L'employeur considère qu'aucune obligation ne saurait découler de la clause, en ce qu'elle n'est pas certaine dans son principe, en l'absence de précision sur son montant, ses conditions d'attribution et sur le mode de détermination des objectifs.

Toutefois, le contrat de travail constituant la loi entre les parties, a fixé le principe même du versement au salarié d'une rémunération variable, sans que la détermination du périmètre des responsabilités du salarié ne puisse la conditionner, sauf pour l'employeur à en fixer les critères d'appréciation au regard de ce qu'il estimait correspondre à ses fonctions, ce qu'il n'a jamais fait.

L'employeur ne peut davantage considérer que cette prime était la contrepartie des fonctions de directeur que le salarié n'a jamais exercées, alors que le contrat de travail ne comporte strictement aucune précision à cet égard.

Le principe de la prime d'objectifs est donc acquis.

Lorsque le salarié a droit au paiement d'une rémunération variable reposant sur l'atteinte d'objectifs, il appartient à l'employeur de fixer les objectifs servant au calcul de la rémunération variable. A défaut, il incombe au juge de fixer le montant de la rémunération en fonction des critères convenus entre les parties et des éléments de la cause et la rémunération variable doit être payée intégralement (Cass., Soc., 7 juin 2023, pourvoi n° 21-23.232).

S'agissant du quantum de cette prime d'objectifs, M. [Y] prend les exemples des commerciaux de la société dont la rémunération variable est fixée entre 25 et 30 % de la rémunération fixe (pièces salarié 54, 55, 79, 96 et 97) et reproche au premier juge d'avoir fixé forfaitairement cette prime annuelle à 10 000 euros en tenant compte de sa participation au comité de direction de la société.

Il sollicite en conséquence, la somme de 81 857,20 euros correspondant à une prime d'objectifs forfaitaire à hauteur de 30% de son salaire annuel, dans les limites de la prescription triennale.
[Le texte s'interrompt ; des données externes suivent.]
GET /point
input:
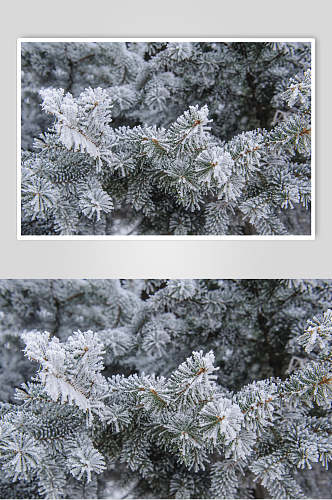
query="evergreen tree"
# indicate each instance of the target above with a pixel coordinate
(166, 138)
(185, 389)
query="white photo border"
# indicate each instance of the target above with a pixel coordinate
(311, 237)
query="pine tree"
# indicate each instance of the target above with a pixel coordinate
(186, 388)
(166, 138)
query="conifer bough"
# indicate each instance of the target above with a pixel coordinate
(184, 434)
(196, 138)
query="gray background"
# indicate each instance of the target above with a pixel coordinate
(157, 259)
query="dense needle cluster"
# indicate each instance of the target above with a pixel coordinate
(188, 138)
(184, 388)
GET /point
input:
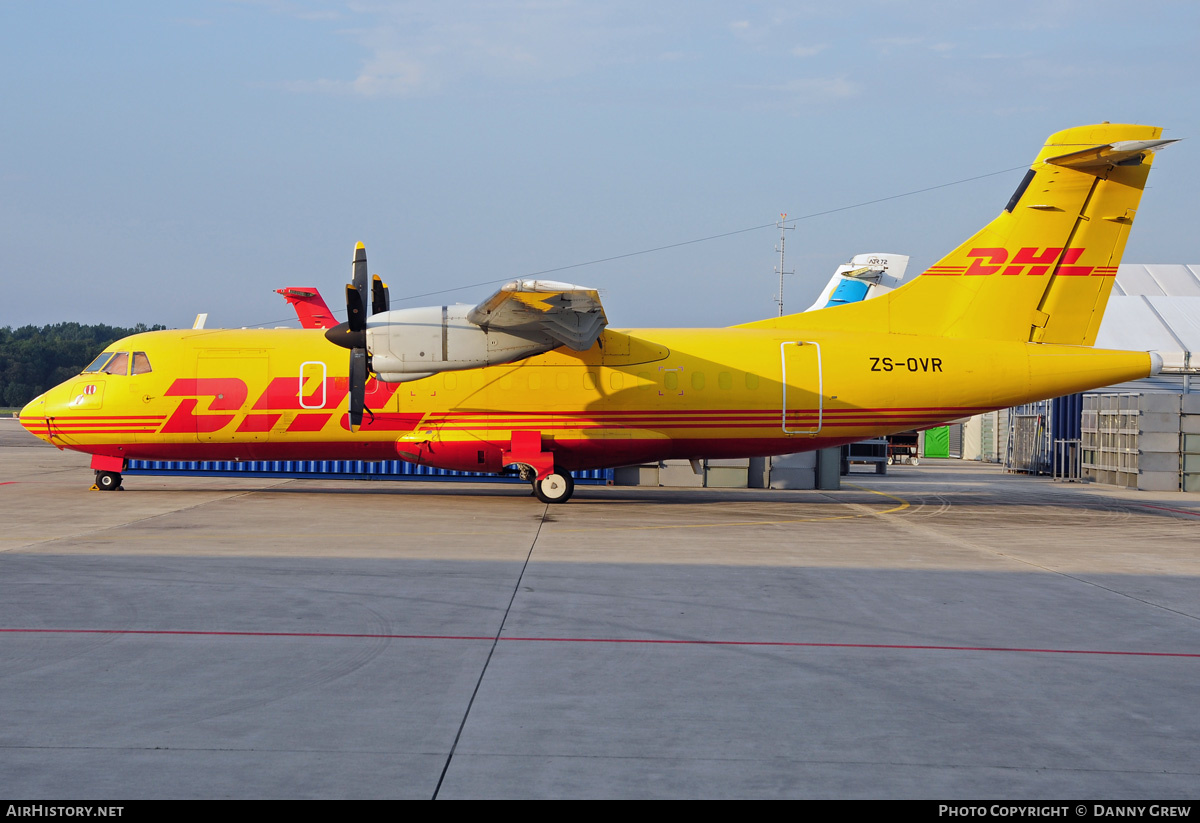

Subsidiairement, la société Novalia conteste ce calcul, opposant que les exemples de comparaison concernent des commerciaux qui ne sont pas membres du Codir, et dont la rémunération fixe est bien moins importante que celle de M. [Y], qu'au surplus, la rémunération variable des autres membres du Codir est bien inférieure à ce que réclame le salarié.

La cour observe tout d'abord, que l'argument de l'employeur relatif à la rémunération variable des autres membres du Codir est sans emport pour la détermination de la prime d'objectifs, dès lors qu'elle consiste en une 'prime cadres' (pièce employeur 20),totalement distincte que M. [Y] et les autres membres du Codir ont perçu. En outre, faute d'en avoir précisé les contours, l'employeur ne peut aujourd'hui se contenter d'en minorer le montant au regard du montant de la rémunération fixe.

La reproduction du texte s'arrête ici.